[Web4lib] MARC strictness

Lars Aronsson lars at aronsson.se
Mon Nov 28 05:50:38 EST 2005


I'm looking at a set of MARC records from a library near me.  
Their cataloging guidelines are a very close translation of the 
Library of Congress' MARC21 guidelines, but there seems to be a 
lot of built-in tradition too, that isn't covered in documents.

My experience (and I should point out that I'm a programmer, not a 
librarian) tells me that people will follow formatting rules if it 
matters, but not otherwise.  All C, Java, and Perl programs have 
statements that end in a semicolon, or else they refuse to run.  
But not all programs are well structured, or easy to explain.  
And this seems to apply to MARC records as well.

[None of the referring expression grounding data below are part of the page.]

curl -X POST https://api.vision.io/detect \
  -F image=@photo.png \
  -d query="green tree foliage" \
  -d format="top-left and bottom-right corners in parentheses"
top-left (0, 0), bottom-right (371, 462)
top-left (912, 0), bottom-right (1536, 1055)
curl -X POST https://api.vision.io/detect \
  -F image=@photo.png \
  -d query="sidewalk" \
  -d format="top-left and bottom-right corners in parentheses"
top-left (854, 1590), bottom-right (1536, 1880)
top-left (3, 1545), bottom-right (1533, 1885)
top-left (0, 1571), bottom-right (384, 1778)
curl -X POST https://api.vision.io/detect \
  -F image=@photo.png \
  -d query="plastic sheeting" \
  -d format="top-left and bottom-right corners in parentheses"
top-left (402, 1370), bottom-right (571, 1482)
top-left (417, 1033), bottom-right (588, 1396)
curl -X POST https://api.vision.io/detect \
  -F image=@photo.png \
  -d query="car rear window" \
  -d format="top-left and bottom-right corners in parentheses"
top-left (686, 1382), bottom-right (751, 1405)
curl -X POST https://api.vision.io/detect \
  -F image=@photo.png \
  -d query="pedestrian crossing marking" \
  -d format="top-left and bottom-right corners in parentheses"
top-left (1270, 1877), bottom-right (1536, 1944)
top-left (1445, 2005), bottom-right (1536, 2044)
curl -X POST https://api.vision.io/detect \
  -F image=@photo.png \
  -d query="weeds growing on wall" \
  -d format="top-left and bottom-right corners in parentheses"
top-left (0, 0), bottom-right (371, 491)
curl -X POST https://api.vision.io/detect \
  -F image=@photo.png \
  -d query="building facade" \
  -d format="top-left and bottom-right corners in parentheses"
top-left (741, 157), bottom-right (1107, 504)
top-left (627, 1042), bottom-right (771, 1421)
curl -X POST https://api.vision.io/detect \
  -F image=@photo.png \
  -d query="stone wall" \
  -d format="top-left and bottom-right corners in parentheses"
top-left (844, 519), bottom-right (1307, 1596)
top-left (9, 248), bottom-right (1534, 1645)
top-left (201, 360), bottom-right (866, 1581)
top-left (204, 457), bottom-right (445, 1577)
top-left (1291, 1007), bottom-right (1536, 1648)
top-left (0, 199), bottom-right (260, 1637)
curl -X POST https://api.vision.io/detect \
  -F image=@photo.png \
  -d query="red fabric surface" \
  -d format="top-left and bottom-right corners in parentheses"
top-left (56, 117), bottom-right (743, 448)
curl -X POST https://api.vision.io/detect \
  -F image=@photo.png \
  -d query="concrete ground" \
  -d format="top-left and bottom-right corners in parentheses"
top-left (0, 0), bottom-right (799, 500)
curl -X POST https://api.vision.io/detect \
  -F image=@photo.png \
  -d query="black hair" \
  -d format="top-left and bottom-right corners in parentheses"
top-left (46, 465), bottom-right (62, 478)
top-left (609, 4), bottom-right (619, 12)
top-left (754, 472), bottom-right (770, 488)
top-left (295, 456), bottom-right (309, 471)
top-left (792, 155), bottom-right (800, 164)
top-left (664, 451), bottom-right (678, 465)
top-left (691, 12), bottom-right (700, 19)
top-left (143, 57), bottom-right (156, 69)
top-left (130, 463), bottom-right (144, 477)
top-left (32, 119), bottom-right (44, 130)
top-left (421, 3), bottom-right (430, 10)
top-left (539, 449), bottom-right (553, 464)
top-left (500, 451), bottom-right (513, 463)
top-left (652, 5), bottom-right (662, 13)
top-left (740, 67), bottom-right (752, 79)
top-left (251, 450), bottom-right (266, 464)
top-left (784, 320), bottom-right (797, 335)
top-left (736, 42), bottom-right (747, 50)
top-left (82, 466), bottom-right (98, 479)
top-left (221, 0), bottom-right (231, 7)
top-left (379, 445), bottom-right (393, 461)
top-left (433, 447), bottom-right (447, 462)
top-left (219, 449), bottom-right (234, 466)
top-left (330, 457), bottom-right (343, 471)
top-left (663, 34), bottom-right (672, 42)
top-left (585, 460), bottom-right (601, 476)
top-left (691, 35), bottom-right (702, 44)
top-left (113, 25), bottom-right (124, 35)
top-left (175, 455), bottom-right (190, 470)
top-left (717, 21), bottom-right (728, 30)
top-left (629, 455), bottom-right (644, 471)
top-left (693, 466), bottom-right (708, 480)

The search interface to this library's catalog seems to handle 
every subfield just the same.  Sometimes in the personal names 
fields (100, 600, 700), I see subfields $c (title) and $d (years 
of birth and death) interchanged:

   100 1  $a Meriam, James Lathrop, $c 1917-2000.
   100 0  $a Husayn ibn Ali, $d King of Hejaz, $c 1853?-1931.
   700 1  $a Barth $d Professor $4 aut

In the two first examples, if the subfield markers are removed, 
the remainder is a human-readable line of text with commas and a 
period at the end.  This is the more common case, but the third 
example doesn't have these commas. Is there a rule for this?
In trying to clean up the records, simply removing the comma or 
period at the end of a subfield is insufficient, because there are 
cases such as "$c Dr." or "$a Eliot, T. S." where the period 
should be part of the subfield.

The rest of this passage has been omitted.